A peça com o mesmo título e que foi base do filme, fez grande sucesso e rendeu um Tony de Melhor Ator Coadjuvante para Ellen Barkin e John Benjamin Hickey, além das indicações de Melhor Diretor e Melhor Ator. O texto, inclusive, teve várias adaptações fora da Broadway, em Londres e Los Angeles, nos anos 1980.

Um comentário:

Unknown disse...

"The Normal Heart"(EUA,dir.Ryan Murphy, 2014), que acabo de assistir,um filme sobre a gênese da AIDS/HIV na Nova Iorque dos anos 1980 é uma das experiências estéticas mais contundentes que tive em minha vida.

Baseado numa peça teatral escrita por Larry Kramer em1985, nos narra as lutas políticas sobre o então "câncer gay". Os regimes de verdade produzidos sobre a epidemia; as dificuldades da comunidade gay em abdicar de sua liberdade sexual tão duramente construída, em prol da contenção da doença; a negligência do poder público diante da questão proposta pelas lideranças gays protagonistas do filme.

É preciso sublinhar que "naquele momento histórico, silêncio, armário e vergonha significavam morte", lembra o diretor, a partir das conversas que teve com o roteirista Larry Kramer, que fez a obra com tons assumidamente biográficos.A atuação do Comitê da Crise da Saúde dos Homens Gays, fruto dos movimentos sociais pelos direitos civis homossexuais estadunidenses na década de 1980.

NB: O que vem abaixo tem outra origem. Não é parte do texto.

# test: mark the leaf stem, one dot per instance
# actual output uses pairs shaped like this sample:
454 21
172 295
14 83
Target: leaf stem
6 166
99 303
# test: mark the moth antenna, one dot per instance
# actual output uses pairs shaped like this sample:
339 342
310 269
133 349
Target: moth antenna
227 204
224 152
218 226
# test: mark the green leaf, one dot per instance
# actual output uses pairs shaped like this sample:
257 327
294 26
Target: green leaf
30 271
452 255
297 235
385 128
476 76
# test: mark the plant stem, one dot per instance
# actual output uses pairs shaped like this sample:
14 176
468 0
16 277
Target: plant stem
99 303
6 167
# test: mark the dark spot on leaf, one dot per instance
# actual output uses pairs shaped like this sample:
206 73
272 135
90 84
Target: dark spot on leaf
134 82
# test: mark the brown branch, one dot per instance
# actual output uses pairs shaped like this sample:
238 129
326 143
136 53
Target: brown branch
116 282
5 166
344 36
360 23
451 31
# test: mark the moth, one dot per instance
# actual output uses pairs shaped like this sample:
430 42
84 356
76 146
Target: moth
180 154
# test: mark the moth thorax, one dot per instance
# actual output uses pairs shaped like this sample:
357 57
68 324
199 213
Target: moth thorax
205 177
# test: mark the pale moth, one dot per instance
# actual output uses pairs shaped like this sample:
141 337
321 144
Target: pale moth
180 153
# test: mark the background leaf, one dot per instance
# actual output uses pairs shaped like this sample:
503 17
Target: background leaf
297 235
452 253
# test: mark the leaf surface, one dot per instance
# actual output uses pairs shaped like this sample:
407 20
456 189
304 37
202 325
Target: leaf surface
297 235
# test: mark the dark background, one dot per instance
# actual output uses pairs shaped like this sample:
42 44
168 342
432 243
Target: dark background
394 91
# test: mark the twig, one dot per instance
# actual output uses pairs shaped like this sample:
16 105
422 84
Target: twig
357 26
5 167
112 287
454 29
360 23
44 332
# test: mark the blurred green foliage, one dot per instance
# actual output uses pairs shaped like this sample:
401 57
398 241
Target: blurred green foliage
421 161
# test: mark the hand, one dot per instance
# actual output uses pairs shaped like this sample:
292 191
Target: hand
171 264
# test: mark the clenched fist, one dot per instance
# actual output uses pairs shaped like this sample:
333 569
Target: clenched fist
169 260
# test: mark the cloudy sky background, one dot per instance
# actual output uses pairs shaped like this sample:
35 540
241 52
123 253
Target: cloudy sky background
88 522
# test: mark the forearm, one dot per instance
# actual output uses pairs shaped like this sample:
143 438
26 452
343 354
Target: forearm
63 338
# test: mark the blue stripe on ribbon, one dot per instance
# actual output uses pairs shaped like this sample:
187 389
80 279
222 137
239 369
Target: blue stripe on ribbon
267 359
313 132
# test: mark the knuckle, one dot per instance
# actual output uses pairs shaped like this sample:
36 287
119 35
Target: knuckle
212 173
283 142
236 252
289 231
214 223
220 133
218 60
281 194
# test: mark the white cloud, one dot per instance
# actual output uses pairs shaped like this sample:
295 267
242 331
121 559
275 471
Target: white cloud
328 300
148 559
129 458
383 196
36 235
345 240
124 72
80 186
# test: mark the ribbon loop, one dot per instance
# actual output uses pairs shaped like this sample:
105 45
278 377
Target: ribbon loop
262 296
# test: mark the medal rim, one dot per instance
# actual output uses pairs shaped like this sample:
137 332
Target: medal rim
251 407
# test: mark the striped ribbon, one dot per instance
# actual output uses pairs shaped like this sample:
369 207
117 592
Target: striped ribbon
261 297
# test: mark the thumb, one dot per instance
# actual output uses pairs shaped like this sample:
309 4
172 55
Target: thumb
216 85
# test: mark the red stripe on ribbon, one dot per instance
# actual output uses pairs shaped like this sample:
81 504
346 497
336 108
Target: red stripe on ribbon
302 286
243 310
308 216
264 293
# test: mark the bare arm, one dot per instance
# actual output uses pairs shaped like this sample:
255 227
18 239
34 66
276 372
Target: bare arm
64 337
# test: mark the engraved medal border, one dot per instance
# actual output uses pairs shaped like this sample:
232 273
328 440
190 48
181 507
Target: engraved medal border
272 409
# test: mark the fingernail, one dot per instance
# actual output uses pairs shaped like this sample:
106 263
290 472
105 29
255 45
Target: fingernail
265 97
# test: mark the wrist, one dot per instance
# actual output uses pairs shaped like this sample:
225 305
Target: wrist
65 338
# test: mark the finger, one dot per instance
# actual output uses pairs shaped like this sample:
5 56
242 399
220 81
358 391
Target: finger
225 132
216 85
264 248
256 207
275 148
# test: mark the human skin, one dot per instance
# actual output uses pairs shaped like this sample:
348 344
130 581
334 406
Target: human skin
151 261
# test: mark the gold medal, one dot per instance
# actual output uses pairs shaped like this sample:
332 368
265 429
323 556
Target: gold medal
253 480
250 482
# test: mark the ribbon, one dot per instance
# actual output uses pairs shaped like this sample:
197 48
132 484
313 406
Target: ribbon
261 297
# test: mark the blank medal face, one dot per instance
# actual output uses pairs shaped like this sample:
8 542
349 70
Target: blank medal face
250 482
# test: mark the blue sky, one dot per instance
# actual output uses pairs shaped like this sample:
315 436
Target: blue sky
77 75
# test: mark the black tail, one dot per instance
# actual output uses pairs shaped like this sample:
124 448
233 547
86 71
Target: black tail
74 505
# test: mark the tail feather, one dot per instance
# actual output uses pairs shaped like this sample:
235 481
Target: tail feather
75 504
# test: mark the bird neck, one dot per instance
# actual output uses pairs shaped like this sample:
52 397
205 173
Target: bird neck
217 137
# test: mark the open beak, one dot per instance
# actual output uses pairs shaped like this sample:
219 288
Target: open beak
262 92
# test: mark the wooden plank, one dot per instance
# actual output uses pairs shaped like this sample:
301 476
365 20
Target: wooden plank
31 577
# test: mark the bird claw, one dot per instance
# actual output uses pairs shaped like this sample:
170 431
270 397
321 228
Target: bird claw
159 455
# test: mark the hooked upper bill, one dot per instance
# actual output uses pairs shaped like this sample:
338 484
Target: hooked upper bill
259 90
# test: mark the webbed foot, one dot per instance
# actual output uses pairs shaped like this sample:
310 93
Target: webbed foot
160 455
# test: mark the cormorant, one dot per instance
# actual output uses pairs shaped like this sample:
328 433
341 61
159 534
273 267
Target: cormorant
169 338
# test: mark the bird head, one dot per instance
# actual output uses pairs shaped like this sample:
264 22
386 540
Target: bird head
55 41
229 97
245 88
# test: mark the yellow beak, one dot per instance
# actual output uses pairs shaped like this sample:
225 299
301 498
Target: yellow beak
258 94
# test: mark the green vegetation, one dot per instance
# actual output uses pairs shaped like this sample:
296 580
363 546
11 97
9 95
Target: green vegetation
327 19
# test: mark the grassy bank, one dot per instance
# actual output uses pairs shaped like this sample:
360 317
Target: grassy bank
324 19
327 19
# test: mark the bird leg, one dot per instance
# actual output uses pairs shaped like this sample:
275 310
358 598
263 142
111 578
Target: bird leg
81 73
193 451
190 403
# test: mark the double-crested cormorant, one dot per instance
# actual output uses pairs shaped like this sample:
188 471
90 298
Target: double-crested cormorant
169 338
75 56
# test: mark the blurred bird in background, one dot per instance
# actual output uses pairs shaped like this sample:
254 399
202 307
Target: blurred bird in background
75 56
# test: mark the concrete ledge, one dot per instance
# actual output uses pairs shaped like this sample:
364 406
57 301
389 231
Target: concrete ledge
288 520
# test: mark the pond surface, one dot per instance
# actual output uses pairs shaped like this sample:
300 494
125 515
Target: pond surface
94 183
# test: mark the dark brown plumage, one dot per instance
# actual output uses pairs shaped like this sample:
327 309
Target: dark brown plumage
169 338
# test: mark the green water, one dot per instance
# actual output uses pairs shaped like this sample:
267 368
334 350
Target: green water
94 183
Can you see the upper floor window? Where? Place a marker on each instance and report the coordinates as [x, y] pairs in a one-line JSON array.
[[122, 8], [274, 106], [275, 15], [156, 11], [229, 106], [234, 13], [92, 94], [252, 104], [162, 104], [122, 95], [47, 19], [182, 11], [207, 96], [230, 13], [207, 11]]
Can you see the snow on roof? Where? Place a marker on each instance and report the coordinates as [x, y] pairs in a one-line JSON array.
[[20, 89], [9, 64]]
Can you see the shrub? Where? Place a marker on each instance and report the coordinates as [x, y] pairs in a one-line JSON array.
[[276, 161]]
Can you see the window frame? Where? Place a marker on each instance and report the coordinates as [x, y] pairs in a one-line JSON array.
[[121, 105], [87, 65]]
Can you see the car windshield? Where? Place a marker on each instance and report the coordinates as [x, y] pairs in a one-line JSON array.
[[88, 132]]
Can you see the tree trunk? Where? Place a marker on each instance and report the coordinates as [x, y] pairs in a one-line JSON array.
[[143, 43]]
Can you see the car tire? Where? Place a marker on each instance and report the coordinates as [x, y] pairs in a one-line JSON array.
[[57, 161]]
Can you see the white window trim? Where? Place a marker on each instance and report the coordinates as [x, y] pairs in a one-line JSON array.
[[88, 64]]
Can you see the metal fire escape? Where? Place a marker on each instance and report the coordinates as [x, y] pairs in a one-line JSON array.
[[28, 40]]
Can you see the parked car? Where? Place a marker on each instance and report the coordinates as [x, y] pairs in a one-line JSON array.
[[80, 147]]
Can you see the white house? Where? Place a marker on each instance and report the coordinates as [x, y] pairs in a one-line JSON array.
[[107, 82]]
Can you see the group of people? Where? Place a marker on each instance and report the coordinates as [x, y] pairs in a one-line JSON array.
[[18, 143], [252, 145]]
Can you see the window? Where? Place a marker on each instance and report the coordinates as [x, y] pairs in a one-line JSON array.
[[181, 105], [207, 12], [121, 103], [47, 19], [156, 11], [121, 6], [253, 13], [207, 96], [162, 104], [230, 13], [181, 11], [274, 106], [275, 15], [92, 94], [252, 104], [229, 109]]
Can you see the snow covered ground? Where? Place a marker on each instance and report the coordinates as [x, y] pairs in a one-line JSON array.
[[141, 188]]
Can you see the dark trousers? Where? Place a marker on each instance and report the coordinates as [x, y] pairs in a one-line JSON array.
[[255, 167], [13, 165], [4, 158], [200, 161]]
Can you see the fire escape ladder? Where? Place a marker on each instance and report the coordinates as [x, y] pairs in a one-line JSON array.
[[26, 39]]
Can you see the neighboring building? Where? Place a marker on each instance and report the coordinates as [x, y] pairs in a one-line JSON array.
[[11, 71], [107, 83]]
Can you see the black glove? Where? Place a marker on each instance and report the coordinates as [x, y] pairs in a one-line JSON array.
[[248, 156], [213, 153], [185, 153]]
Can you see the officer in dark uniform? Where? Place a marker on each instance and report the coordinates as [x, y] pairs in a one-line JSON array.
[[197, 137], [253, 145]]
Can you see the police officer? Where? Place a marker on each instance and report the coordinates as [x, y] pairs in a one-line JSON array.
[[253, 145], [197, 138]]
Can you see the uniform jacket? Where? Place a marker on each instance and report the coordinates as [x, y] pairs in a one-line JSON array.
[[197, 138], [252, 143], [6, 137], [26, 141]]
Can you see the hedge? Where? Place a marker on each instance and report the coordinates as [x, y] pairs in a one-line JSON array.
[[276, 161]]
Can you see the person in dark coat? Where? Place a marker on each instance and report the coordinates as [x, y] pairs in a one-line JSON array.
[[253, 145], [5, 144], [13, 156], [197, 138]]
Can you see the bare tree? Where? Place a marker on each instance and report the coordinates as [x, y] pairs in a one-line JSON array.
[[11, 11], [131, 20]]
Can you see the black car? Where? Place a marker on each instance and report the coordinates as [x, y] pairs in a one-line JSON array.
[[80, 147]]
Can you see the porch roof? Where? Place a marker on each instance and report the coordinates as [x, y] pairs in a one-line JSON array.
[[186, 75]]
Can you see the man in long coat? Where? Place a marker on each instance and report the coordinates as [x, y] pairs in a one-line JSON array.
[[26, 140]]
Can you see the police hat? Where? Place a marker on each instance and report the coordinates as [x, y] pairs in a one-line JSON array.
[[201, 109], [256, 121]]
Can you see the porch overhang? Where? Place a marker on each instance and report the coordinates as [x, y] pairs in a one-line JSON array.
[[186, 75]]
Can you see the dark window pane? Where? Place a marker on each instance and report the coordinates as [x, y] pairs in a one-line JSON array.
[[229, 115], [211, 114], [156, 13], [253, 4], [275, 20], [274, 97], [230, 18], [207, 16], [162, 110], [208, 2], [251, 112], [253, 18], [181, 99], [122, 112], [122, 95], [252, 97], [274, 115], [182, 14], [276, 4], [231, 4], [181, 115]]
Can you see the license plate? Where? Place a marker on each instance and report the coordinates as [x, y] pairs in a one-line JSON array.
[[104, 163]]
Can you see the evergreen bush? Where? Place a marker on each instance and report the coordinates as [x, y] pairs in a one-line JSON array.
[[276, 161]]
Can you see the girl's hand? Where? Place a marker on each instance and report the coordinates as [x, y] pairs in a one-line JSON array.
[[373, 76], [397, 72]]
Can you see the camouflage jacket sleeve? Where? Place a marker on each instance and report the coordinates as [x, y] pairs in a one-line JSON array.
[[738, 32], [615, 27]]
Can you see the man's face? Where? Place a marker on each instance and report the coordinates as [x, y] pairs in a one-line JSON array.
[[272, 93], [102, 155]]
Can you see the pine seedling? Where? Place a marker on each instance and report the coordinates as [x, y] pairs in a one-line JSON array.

"Os tempos mudaram, mas a discussão sobre a epidemia global da Aids é ainda tão importante e contemporânea quanto o debate sobre o casamento entre pessoas do mesmo sexo e a luta por termos, todos nós, o direito de sermos amados e aceitos como cidadãos, independentemente da afetividade sexual. A História provou que Larry estava certo. De herético, ele se transformou em um dos heróis do movimento pelos direitos civis dos gays nos EUA", nos diz Murphy."

"The Normal Heart" é uma sequência de imagens sobre a vida, a morte, a vulnerabilidade, o governo e os governamentos dos corpos, da saúde coletiva ... mas também dos silêncios, dos "armários" que sujeitam, das lutas dos movimentos sociais e as tensões dentro dos próprios grupos societários com "identidade" de gênero e de orientação sexual... não bastasse tudo isso, é uma bela narrativa sobre o amor que OUSA dizer seu nome, fazendo um trocadilho com a célebre citação de Oscar Wilde.